Robinho's Christmas in notorious 'prison of the famous' – drugs, killers and 'jail Tinder'
Robinho, the disgraced former Manchester City, Real Madrid and AC Milan forward, is banged up alongside high-profile murderers as he serves a nine-year sentence for rape
Celebrity murderers, contraband cocaine, and inmates hooking up via their own version of Tinder; São Paulo’s Tremembé prison complex is infamous in Brazil.
Nicknamed ‘the prison of the famous’ for its population of high-profile criminals, even convicted killers were among those let out this Christmas to spend time with their families. But Robinho, perhaps its best-known inmate of all, was told he didn’t qualify for leave and had to spend the festive period behind bars in rural São Paulo state.
Ex-Real Madrid and Manchester City star Robinho, who was convicted of rape by an Italian court in 2017, started a nine-year sentence at Tremembé last March. The former Brazil international - once named by the legendary Pelé as his heir apparent - and five other men took part in the sickening gang rape of an Albanian woman in a Milan nightclub in January 2013.
Legal battles and appeals meant the 40-year-old - full name Robson de Souza - was only locked up in March 2024. He is serving his time at Tremembé - formally known as Penitentiary II Doctor José Augusto César Salgado, or P2 - because Brazil does not extradite its own citizens.
It marks a staggering fall from grace for the disgraced forward, who won two La Liga titles with Madrid and a Serie A crown with AC Milan in a glittering career that saw City manager Mark Hughes pay £32.5m for his services in 2008. He married his wife Vivian Guglielminetti the following year and the couple have three children together.
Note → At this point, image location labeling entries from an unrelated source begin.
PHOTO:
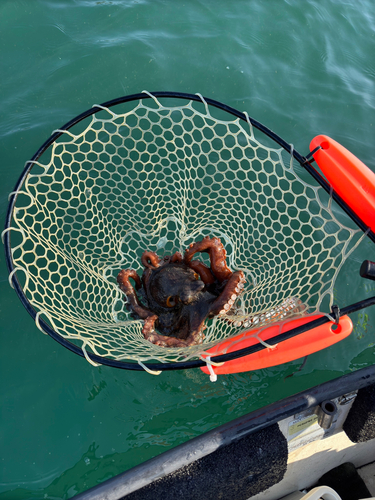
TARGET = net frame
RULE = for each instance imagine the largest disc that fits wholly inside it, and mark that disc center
(96, 359)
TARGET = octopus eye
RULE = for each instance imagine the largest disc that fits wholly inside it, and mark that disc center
(171, 301)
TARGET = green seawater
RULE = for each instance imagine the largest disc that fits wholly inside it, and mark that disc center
(300, 67)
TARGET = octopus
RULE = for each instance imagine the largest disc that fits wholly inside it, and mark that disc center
(176, 294)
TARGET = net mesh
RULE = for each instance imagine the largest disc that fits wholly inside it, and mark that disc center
(158, 178)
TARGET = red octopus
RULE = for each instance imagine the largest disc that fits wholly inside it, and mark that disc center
(177, 294)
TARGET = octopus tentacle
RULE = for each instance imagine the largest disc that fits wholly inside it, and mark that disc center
(216, 250)
(127, 288)
(177, 257)
(150, 260)
(165, 341)
(204, 272)
(229, 295)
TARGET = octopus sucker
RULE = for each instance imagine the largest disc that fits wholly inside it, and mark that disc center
(176, 294)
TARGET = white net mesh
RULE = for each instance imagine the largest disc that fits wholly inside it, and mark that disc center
(159, 178)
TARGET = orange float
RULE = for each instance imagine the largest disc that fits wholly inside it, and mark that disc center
(352, 180)
(296, 347)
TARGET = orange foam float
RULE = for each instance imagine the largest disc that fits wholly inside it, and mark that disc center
(299, 346)
(352, 180)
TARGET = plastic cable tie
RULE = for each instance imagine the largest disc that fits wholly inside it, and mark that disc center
(291, 156)
(204, 102)
(213, 376)
(250, 124)
(269, 346)
(105, 109)
(335, 310)
(60, 131)
(38, 323)
(12, 193)
(209, 361)
(10, 277)
(152, 372)
(310, 157)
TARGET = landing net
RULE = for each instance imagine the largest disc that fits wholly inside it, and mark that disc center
(158, 177)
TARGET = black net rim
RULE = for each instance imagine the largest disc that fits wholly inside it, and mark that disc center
(303, 161)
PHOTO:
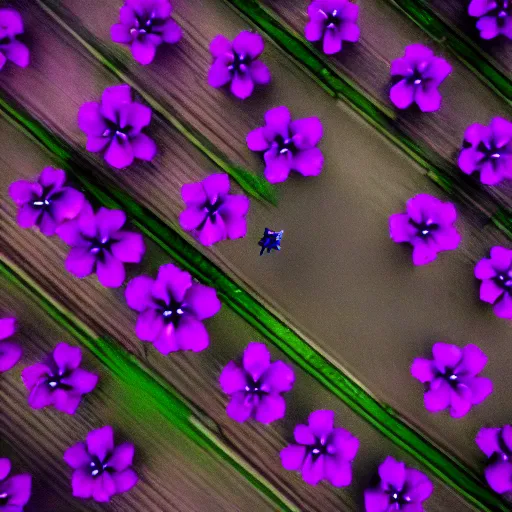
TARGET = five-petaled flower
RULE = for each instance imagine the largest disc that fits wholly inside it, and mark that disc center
(15, 490)
(212, 214)
(11, 26)
(59, 380)
(495, 17)
(10, 353)
(488, 149)
(451, 379)
(99, 244)
(171, 309)
(496, 276)
(101, 469)
(332, 21)
(288, 145)
(47, 203)
(237, 63)
(399, 488)
(496, 443)
(144, 25)
(322, 451)
(256, 385)
(416, 77)
(116, 125)
(428, 225)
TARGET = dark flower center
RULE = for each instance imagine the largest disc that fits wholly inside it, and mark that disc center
(426, 228)
(145, 24)
(99, 246)
(398, 498)
(332, 20)
(55, 381)
(502, 11)
(491, 151)
(4, 499)
(451, 377)
(171, 312)
(255, 388)
(240, 63)
(321, 447)
(285, 145)
(41, 203)
(98, 467)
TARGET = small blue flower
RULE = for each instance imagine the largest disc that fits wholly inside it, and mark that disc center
(271, 240)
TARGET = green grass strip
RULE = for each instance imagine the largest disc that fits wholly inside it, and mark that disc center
(441, 171)
(481, 64)
(304, 354)
(143, 385)
(254, 185)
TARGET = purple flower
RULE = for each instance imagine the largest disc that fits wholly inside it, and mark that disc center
(416, 77)
(237, 63)
(496, 276)
(332, 21)
(451, 378)
(288, 145)
(172, 308)
(496, 443)
(488, 149)
(495, 17)
(100, 468)
(256, 386)
(46, 203)
(427, 226)
(399, 488)
(212, 213)
(59, 380)
(322, 451)
(11, 26)
(15, 490)
(10, 353)
(145, 25)
(98, 244)
(116, 124)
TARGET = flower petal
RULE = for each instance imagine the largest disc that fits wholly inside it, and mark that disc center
(446, 356)
(119, 154)
(499, 477)
(438, 399)
(242, 85)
Among the Copa America winner’s fellow lags at Tremembé is Lindemberg Alves, who was sentenced to a colossal 98 years and ten months in prison for murdering his ex-girlfriend Eloá Cristina in 2008 after a 100-hour stand-off with police. Brazilian law, however, caps actual time served at 30 years.
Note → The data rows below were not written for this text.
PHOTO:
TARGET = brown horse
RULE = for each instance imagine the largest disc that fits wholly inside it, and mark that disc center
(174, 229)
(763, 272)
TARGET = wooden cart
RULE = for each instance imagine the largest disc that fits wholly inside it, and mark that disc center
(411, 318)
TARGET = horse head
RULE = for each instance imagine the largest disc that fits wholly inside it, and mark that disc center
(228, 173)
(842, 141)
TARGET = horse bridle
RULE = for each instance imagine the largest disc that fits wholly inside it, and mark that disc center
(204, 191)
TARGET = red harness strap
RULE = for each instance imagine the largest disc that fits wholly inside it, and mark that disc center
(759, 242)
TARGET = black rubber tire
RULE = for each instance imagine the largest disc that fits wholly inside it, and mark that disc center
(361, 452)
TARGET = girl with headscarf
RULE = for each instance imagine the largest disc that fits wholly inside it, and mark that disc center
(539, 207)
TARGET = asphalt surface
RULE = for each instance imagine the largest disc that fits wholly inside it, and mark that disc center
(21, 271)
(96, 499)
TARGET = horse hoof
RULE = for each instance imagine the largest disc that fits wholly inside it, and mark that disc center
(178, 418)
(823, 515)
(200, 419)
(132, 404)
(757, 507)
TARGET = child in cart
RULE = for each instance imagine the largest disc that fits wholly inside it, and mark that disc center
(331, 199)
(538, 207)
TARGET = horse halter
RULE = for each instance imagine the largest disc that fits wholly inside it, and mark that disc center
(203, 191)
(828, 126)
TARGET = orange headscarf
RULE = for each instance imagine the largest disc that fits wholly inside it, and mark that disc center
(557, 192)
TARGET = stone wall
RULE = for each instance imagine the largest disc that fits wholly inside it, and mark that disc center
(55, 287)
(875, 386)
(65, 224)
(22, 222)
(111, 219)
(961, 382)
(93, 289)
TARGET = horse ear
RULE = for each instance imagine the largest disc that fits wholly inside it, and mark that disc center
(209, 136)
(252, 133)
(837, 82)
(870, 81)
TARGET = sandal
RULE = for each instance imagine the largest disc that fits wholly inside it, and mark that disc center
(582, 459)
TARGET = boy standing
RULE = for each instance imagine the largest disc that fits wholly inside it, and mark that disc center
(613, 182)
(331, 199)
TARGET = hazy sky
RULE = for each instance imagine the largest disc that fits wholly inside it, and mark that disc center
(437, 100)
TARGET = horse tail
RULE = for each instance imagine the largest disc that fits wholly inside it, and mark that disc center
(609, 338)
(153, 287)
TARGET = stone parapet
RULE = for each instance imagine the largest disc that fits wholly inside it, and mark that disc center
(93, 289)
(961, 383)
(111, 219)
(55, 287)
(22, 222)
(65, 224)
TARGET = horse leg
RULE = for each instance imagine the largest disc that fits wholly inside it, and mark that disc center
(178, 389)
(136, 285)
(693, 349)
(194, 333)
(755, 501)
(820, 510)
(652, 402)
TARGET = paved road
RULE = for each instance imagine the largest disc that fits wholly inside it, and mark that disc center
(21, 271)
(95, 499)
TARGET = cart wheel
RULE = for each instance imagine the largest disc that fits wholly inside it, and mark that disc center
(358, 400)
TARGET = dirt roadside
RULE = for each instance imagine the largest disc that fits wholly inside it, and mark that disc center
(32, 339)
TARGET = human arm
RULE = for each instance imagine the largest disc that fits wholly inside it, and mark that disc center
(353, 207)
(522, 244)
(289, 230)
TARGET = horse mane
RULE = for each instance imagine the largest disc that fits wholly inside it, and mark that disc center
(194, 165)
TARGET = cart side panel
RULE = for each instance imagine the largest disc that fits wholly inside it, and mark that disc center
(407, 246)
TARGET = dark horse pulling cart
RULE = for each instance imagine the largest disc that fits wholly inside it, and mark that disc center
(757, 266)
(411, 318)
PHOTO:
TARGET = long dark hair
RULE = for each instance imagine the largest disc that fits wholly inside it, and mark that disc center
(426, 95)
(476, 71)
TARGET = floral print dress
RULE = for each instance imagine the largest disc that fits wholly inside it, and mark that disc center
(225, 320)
Another killer, Cristian Cravinhos, is serving a 38-year sentence for the brutal 2002 murder of married couple Manfred and Marísia von Richthofen in São Paulo. Cravinhos and his brother Daniel were recruited for the execution by the victims’ daughter, Suzane von Richthofen, who was dating Daniel at the time and callously hoped to benefit from an inheritance windfall.
In a book about the von Richthofen murders, journalist Ullisses Campbell noted how inmates in the male section of the prison had created their own version of Tinder to woo females housed separately 5km away, sending full-length pictures via visitors, along with letters which had to be read aloud by security staff.
Love blossomed between one such couple: Vinícius Nunes, who killed his own brother, and Jaqueline Moraes, who murdered her husband by stabbing him 56 times. However, when Nunes eventually met Moraes in person, he claimed he had been catfished as she was heavier and more wrinkled than depicted in her old picture. He ditched her at the prison gates for a younger inmate, Marlene, to whom he later got engaged.
Many Brazilian household names, including doctor Roger Abdelmassih, former senator Luiz Estevão, and journalist Antônio Marcos Pimenta das Neves have served time at Tremembé.
P2 does not house gang leaders in bid to lower the chance of violence. Among its 430 inmates are those involved in high-profile crimes, politicians, doctors, and security force agents. Cells vary in size from eight to 15 square metres, with up to to six people housed in the biggest cells.
A controversial book about Tremembé was banned from sale in 2019 after a judge dismissed it as “gossip”. The author, one-time inmate Acir Filló, claimed to have exclusive interviews with P2’s most notorious prisoners. And in May 2020, a raid by prison agents found a man attempting to smuggle 122g of cocaine and 125g of marijuana into P2.